Pesantren dan Tuntutan Perubahan Zaman

Ketika menginjak abad ke-20, yang sering disebut sebagai jaman modernisme dan nasionalisme, peranan pesantren mulai mengalami pergeseran secara signifikan. Sebagian pengamat mengatakan bahwa semakin mundurnya peran pesantren di masyarakat disebabkan adanya dan begitu besarnya faktor politik Hindia Belanda. (Aqib Suminto; 1985).
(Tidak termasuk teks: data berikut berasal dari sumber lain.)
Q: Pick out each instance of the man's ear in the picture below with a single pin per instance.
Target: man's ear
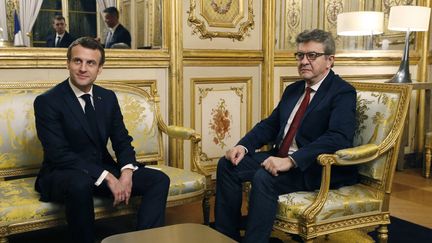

Sehingga, fungsi dan peran pesantren menjadi bergeser dari sebelumnya. Tapi, penjelasan di
atas kiranya cukup untuk menyatakan bahwa pra abad ke-20 atau sebelum datangnya modernisme dan nasionalisme, pesantren merupakan lembaga pendidikan yang tak tergantikan oleh lembaga pendidikan manapun. Dan, hal itu sampai sekarang masih tetap dipertahankan.
Yang menarik di sini adalah bahwa pendidikan pesantren di Indonesia pada saat itu sama sekali belum testandardisasi secara kurikulum dan tidak terorganisir sebagai satu jaringan pesantren Indonesia yang sistemik. Ini berarti bahwa setiap pesantren mempunyai kemandirian sendiri untuk menerapkan kurikulum dan mata pelajaran yang sesuai dengan aliran agama Islam yang mereka ikuti. Sehingga, ada pesantren yang menerapkan kurikulum Depdiknas (Departemen Pendidikan Nasional) dengan menerapkan juga kurikulum agama. Kemudian, ada pesantren yang hanya ingin memfokuskan pada kurikulum ilmu agama Islam saja. Yang berarti bahwa tingkat keanekaragaman model pesantren di Indonesia tidak terbatasi.